While sexual techniques build and increase energy exchange and flow, the quality and level of arousal and pleasure your and your partner experience sexually depends on the extent to which you’re doing building connection and arousal in the other parts of your relationship.
That is, when you treat each other as equal human beings within your daily relationship, and you’re transparent about your inner life and emotions, you automatically feel more stimulation and excitement with each other. When you feel connected as equals and yet engage each other as separate, distinct individuals as well, that generates new energy and it enhances the sexual energy between the two of you.
There are many good sources of information and guidance for building heightened sexual engagement, equality and openness in your relationship – through books, videos and workshops. Some of the most substantial and useful include Margo Anand’s guides to Tantric practices; Kenneth Cohen’s detailed description of Qi gong sexuality; and Pepper Schwartz’s works, including building equality in relationships.
I think one of the best descriptions of Making Love is a passage in another of Doris Lessing’s works, the allegorical novel The Marriages Between Zones Three, Four, and Five. There, she describes the power of heightened sexual connection when it’s equal and reciprocal between two partners. In the story, the man was required to be apart from his new wife, during which time he became “ready” to learn equality and sensuality. Now, they meet again:
“He had remembered something entirely blotted from his mind during that enervating month. The light, glancing, inflaming kisses that he had not known how to answer, had gone from his mind. The invitation, the answer and question, the mutual response and counter-response — none of this had been within the provision of the courtesan Elys, since she had never in her life enjoyed an equal relation with anyone, man or woman.
(His wife) came to him, and began to teach him how to be equal and ready in love. It was quite shocking for him, because it laid him open to pleasures he had certainly not imagined with Elys. There was no possible comparison between the heavily sensualities of that, and the changes and answerings of these rhythms. He was laid open not only to physical responses he had not imagined, but worse, to emotions he had no desire at all to feel. He was engulfed in tenderness, in passion, in the wildest intensities that he did not know whether to call pain or delight…and this on and on, while she, completely at ease, at home in her country, took him further and further every moment, a determined, but quiet companion.

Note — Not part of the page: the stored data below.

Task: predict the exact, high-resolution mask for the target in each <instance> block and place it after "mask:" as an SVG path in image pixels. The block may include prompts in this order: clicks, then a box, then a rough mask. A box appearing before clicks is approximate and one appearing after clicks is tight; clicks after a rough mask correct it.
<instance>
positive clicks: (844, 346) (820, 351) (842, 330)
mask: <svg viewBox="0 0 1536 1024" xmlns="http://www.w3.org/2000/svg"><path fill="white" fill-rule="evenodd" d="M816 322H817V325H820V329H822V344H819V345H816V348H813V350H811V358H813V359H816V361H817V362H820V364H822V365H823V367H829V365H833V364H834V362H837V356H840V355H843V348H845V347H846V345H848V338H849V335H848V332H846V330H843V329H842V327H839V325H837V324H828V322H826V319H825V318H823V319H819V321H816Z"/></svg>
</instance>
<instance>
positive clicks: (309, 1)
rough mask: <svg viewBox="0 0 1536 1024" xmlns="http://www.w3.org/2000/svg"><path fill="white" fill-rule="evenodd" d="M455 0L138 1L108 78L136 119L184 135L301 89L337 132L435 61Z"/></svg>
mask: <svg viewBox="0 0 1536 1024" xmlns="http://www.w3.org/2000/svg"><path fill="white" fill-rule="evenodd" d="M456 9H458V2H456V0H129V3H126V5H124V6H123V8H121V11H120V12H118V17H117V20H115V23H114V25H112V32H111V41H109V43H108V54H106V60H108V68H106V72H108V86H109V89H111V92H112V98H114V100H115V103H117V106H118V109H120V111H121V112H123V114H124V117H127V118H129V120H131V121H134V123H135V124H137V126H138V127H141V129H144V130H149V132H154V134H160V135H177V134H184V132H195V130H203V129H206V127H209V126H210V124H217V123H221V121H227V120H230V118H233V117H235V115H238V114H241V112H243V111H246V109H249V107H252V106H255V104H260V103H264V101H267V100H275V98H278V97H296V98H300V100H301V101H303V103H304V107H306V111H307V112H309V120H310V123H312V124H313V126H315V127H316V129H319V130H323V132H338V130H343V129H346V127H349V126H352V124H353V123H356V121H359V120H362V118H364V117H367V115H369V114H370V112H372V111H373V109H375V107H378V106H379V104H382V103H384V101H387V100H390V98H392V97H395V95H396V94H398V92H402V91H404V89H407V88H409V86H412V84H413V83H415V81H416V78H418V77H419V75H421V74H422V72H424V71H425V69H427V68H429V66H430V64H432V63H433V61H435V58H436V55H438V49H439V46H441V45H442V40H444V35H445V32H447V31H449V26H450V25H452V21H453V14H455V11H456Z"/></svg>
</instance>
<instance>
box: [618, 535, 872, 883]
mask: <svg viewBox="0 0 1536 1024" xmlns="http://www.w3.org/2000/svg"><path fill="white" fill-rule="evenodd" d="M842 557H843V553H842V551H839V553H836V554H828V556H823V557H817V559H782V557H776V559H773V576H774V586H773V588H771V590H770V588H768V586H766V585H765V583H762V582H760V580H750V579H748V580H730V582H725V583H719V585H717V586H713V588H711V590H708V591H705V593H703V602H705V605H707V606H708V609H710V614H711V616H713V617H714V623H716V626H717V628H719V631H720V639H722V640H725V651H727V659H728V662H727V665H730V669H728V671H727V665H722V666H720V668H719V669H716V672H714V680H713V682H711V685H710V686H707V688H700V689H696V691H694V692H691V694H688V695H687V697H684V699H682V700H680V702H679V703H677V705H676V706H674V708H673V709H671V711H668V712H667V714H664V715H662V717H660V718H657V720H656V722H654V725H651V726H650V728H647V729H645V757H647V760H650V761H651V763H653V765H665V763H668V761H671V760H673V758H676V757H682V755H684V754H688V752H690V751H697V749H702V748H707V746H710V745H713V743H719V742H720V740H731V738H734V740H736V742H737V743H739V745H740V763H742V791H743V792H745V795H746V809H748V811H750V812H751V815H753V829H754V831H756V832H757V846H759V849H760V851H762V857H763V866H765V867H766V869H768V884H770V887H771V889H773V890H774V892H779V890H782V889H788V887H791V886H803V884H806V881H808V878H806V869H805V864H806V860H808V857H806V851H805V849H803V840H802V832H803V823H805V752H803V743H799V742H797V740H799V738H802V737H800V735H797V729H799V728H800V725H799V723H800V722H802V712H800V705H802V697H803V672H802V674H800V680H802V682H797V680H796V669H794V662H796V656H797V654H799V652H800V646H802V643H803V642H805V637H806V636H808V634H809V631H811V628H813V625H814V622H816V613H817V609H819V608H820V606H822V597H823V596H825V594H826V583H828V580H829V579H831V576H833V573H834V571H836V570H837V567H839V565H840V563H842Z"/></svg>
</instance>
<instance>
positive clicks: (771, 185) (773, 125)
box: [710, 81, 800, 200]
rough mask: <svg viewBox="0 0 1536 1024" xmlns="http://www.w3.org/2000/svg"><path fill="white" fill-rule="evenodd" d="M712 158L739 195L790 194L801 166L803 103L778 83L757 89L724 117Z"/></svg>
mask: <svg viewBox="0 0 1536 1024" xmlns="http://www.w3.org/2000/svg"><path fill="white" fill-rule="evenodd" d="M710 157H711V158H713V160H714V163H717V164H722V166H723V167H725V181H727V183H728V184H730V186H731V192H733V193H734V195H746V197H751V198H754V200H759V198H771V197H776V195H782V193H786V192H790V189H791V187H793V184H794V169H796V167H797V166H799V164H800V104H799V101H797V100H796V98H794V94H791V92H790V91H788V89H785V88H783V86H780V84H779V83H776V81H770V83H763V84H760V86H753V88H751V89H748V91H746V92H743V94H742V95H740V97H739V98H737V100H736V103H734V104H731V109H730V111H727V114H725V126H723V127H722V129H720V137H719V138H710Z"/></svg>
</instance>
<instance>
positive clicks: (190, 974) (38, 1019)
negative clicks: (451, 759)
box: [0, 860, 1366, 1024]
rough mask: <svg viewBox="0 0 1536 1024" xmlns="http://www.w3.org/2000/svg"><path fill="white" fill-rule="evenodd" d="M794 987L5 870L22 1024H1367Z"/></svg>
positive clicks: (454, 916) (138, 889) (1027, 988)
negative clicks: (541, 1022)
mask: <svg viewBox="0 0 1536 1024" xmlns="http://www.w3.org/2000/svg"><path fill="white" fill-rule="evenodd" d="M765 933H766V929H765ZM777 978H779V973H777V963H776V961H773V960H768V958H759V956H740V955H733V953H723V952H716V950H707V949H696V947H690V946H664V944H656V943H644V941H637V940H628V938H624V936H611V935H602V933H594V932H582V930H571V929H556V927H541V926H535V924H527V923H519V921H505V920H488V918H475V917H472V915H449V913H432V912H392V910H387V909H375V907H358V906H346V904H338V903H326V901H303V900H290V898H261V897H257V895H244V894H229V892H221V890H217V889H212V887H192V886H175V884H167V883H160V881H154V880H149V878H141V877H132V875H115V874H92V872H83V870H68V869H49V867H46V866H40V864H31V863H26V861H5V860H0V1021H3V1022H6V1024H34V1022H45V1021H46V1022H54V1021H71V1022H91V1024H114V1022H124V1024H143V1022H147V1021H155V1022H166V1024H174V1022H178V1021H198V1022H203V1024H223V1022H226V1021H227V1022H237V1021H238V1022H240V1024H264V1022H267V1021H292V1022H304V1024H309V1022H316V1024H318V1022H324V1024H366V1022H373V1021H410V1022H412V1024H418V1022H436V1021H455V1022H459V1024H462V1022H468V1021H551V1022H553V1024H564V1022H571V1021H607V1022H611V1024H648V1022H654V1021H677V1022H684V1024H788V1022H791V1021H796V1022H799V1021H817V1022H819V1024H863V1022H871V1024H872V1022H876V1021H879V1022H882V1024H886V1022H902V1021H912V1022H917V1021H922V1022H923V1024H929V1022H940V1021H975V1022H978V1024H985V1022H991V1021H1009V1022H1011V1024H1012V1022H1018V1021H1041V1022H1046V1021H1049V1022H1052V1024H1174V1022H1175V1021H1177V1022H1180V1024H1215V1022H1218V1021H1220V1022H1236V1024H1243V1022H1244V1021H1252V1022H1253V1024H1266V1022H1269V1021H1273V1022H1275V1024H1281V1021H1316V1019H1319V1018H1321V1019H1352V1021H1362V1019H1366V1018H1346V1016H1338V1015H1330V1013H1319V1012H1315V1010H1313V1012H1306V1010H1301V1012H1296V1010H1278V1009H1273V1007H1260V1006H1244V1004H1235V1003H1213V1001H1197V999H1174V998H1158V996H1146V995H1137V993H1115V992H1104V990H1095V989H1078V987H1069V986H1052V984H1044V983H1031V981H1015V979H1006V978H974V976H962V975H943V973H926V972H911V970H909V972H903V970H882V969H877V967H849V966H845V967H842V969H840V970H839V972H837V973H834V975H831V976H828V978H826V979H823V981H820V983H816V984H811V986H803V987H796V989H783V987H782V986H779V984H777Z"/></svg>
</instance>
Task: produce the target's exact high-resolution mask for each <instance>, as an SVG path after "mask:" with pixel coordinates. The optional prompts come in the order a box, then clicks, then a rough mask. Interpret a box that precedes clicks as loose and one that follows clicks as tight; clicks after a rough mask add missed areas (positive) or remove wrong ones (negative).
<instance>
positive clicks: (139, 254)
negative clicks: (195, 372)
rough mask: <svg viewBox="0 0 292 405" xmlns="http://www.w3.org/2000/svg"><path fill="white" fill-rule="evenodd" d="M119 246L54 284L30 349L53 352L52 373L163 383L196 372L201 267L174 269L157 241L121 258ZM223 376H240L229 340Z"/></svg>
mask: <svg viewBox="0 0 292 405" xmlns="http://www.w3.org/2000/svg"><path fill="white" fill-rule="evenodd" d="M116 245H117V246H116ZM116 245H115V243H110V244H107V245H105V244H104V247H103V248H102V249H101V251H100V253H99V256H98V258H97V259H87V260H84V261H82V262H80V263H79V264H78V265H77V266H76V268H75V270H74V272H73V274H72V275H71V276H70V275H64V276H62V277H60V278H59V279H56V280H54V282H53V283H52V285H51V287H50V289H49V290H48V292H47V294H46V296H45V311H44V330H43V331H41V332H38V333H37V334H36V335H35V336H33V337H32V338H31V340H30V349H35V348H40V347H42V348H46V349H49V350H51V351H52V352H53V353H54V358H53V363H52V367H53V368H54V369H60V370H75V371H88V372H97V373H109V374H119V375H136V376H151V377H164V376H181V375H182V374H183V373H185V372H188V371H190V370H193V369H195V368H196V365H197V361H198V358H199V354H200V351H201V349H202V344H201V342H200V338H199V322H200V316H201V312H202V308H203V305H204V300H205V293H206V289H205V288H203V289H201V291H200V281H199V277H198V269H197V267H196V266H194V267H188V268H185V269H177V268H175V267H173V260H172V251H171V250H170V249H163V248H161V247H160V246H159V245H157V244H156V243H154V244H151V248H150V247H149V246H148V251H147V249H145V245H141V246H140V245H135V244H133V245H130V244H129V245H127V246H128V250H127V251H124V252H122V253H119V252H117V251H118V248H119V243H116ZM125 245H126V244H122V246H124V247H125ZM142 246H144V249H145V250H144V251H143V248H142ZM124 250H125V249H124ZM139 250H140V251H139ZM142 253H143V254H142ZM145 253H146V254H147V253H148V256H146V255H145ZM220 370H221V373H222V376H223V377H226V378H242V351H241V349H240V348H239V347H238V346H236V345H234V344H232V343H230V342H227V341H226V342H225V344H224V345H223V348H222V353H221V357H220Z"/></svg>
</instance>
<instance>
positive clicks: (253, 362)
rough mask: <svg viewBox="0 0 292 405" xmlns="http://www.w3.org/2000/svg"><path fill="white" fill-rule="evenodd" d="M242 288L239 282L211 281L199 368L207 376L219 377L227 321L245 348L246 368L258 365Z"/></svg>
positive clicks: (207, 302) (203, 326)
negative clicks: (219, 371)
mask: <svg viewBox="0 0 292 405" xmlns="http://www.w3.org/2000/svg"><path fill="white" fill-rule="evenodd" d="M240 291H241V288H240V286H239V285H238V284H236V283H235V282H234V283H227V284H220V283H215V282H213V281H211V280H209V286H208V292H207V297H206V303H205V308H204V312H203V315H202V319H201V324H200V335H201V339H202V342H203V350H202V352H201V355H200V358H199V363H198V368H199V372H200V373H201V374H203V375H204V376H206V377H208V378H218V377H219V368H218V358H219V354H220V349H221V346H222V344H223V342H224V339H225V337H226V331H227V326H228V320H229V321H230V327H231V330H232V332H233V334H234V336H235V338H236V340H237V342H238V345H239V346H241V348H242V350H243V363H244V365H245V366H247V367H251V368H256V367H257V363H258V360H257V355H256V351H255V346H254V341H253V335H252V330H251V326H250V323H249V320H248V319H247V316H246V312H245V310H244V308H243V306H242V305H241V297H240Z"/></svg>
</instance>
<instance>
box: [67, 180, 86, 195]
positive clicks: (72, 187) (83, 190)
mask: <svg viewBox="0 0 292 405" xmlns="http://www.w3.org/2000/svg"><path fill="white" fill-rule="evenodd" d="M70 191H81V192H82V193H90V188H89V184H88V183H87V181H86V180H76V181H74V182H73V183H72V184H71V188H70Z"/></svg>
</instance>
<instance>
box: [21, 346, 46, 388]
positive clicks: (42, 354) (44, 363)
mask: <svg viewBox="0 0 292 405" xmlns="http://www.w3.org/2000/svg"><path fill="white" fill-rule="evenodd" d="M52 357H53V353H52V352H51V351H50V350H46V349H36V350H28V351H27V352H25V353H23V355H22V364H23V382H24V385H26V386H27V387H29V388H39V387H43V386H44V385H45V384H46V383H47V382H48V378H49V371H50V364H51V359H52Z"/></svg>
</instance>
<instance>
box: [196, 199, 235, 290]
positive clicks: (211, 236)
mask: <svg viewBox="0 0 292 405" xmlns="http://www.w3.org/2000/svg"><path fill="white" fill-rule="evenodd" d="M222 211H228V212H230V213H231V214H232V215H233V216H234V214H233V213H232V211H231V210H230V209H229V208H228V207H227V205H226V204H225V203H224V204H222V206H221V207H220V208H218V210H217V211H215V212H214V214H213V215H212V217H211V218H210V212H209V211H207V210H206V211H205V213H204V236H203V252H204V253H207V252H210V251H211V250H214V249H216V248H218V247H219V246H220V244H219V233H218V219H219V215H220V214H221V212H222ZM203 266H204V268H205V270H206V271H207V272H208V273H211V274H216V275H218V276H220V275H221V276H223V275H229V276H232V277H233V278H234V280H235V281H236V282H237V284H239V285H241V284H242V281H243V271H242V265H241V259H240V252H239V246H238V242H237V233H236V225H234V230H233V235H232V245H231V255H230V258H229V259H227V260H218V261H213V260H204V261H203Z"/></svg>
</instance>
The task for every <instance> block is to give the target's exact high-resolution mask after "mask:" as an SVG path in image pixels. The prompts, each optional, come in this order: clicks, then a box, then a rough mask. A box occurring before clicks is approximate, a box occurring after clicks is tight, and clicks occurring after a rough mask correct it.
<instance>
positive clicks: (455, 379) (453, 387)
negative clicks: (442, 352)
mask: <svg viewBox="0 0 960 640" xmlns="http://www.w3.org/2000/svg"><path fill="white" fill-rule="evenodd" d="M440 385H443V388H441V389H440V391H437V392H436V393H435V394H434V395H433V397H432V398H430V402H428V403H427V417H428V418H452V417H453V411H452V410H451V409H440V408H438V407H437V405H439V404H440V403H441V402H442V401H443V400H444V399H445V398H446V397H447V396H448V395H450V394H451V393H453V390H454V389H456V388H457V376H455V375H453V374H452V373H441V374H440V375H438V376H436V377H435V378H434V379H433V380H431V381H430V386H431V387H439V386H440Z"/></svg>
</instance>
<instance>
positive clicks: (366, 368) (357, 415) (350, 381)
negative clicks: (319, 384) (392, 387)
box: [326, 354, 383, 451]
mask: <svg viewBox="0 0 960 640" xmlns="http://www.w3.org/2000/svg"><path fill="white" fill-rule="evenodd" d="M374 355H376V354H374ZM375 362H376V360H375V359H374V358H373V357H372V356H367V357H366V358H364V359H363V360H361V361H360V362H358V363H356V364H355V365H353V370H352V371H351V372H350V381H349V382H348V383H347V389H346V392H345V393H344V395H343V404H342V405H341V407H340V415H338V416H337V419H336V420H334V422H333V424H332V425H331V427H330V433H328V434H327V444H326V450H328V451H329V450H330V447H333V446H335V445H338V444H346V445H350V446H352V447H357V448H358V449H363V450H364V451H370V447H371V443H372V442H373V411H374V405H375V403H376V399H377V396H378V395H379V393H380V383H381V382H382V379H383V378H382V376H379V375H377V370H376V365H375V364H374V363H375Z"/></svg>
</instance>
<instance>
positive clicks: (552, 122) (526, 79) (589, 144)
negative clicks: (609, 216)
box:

He could not of course sustain it for long. Equality is not learned in a lesson or two…But even as far as he could stand it, he had been introduced to his potentialities beyond anything he had believed possible. And when they desisted, and he was half relieved and half sorry that the intensitites were over, she did not allow him to sink back again away from the plane of sensitivity they had both achieved. They made love all that night, and all the following day, and they did not stop at all for food, though they did ask for a little wine, and when they had been entirely and thoroughly wedded, so that they could no longer tell through touch where one began and the other ended, and had to look, with their eyes, to find it, they fell into a deep sleep….
Striving for the Making Love type of sexual partnership keeps your relationship alive and growing. Couples who build such a relationship feel enduring connection and sustained passion. Their relationship becomes resilient through all of the changes and challenges that people face along the path of life. And it becomes a portal into continues spiritual evolution, individually and as a couple.